Il danno è evidente adesso, ma viene da lontano. E diventa eclatante con il liberismo del centrodestra, che tra un rosario di condoni edilizi e una ridda di promesse, taglia i fondi all’edilizia popolare. In più, la legge Bassanini, che decise di affidare l’Istituto case popolari, o Iacp, e il suo patrimonio alle regioni, negando loro però ogni risorsa per la gestione, gli ha dato un serio colpo. Aggravato dall’avvio della dismissione e la vendita degli alloggi agli occupanti. Senza curarsi dell’ossimoro per cui se qualcuno può acquistare casa, sia pure a prezzi calmierati, non ha più, chissà da quanto tempo, il diritto ad abitarvi, che veniva dall’impossibilità di pagare un affitto di mercato. Eppure le case popolari sono un bene pubblico, collettivo.
Ma, appunto, chi controlla? A chi interessa?

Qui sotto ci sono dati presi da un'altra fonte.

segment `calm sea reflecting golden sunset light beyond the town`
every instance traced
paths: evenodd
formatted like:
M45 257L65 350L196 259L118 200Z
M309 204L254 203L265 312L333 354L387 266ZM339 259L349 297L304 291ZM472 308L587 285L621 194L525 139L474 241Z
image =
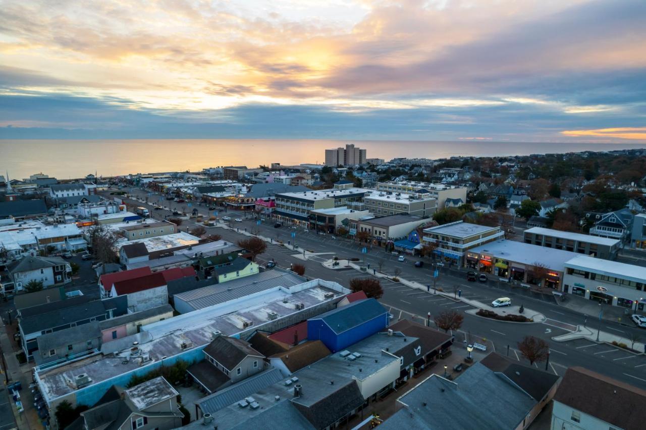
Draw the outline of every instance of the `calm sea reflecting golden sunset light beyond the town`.
M366 148L368 158L506 156L646 147L643 143L512 143L446 141L338 141L278 139L0 140L0 174L28 178L43 172L59 179L87 174L201 170L223 165L324 162L326 148L346 143Z

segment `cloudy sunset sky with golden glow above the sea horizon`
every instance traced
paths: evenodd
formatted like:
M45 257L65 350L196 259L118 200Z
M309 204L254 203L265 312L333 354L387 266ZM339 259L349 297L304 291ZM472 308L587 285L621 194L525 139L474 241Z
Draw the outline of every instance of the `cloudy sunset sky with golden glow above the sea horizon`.
M0 139L646 143L643 0L0 0Z

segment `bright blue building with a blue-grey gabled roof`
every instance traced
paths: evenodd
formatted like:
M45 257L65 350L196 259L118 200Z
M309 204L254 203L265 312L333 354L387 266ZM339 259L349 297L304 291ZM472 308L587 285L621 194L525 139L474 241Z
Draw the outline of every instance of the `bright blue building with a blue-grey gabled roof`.
M320 340L333 353L386 329L388 311L370 298L307 320L307 338Z

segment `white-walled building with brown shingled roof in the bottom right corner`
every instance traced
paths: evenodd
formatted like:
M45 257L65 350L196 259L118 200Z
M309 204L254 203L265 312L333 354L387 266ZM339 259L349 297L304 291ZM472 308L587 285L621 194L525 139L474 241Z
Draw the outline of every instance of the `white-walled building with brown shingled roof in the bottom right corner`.
M583 367L570 367L554 396L550 429L641 429L645 408L645 390Z

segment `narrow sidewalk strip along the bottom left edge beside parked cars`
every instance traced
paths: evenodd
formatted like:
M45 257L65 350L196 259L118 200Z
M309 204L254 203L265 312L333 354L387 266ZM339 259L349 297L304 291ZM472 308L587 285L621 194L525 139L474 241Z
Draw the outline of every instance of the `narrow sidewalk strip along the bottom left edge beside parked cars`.
M0 347L2 348L2 353L5 356L6 371L10 380L20 381L23 385L23 389L19 391L20 400L23 404L23 408L25 409L23 413L18 413L16 404L11 398L9 399L12 402L12 409L16 418L17 426L19 429L43 429L44 427L41 424L41 420L38 417L36 409L34 408L34 396L29 389L29 384L32 383L31 366L28 363L22 366L18 363L16 358L17 351L14 349L15 342L10 340L7 331L8 328L13 329L12 326L7 327L4 323L2 327L0 327Z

Ci sono state esperienze felici, certo. La stagione ad esempio dei contratti di quartiere, fine anni 90, interventi integrati in quartieri svantaggiati. Che hanno coinvolto nella progettazione associazioni di base e abitanti, attenuando a volte in buona parte i disagi sociali. Finanziato con più di 300 milioni di euro, sono stati utilizzati per recuperare alloggi ma anche spazi per i servizi, recuperando in parte le disuguaglianze prodotte dal sistema economico sociale, una costante ormai. Qui la programmazione e il rapporto con gli abitanti è stata una costante, a differenza dell’improvvisazione che purtroppo caratterizza da decenni le decisioni della politica. “La complessità delle periferie è pari solo alla loro vastità – dice Storto – e se molte riserve possono ragionevolmente mantenersi sull’efficacia e sull’adeguamento delle poltiiche abitative, sulle politiche urbane si è prossimi all’anno zero”.

Legge dopo legge, decreto dopo decreto, Storto s’inoltra nella giungla di norme che si sono sommate per quarant’anni sulla questione abitativa con un declinare di risorse. Eppure ce ne sarebbe bisogno. Aumentano le coabitazioni forzate, le case in affitto sono circa il 18% del totale, il resto è di proprietà. Ma molte famiglie abitano in luoghi inappropriati o occupati: è perfino difficile, nota Storto, “ricostruire l’entità e l’articolazione del disagio abitativo. Si conoscono i provvedimenti di sfratto emessi – 77.278 nel 2014 (eseguiti 36.083) di cui 69.015 per morosità – che del disagio rappresentano una delle manifestazioni più acute”.

C’è speranza per l’edilizia pubblica? Intanto c’è una domanda inevasa: ricucire la frattura tra le politiche urbane e le politiche abitative, conclude Storto, “non è questione da esaminare dal punto di vista delle reciproche compatibilità. La necessità di sperarla, trascurando la preoccupazione di incorrere in un giudizio di radicalità al pari di ogni proposta difforme dal pensiero corrente, deve risultare un’opzione da tramutare in risposta a una domanda abitativa che non è possibile soddisfare in altro modo”.
Cambiare è possibile, conclude Storto. Purché si guardi alle città con occhi liberi dalla propaganda interessata: “Qualsiasi ragionamento teso a mitigare le distorsioni del mercato edilizio s’imbatte nella rendita. La rendita come generatrice di disuguaglianze sociali e di povertà urbane; la rendita come zavorra che fagocita risorse a discapito degli investimenti produttivi; la rendita come legante capace di impastare e compattare un conglomerato coeso grandi e piccoli interessi”.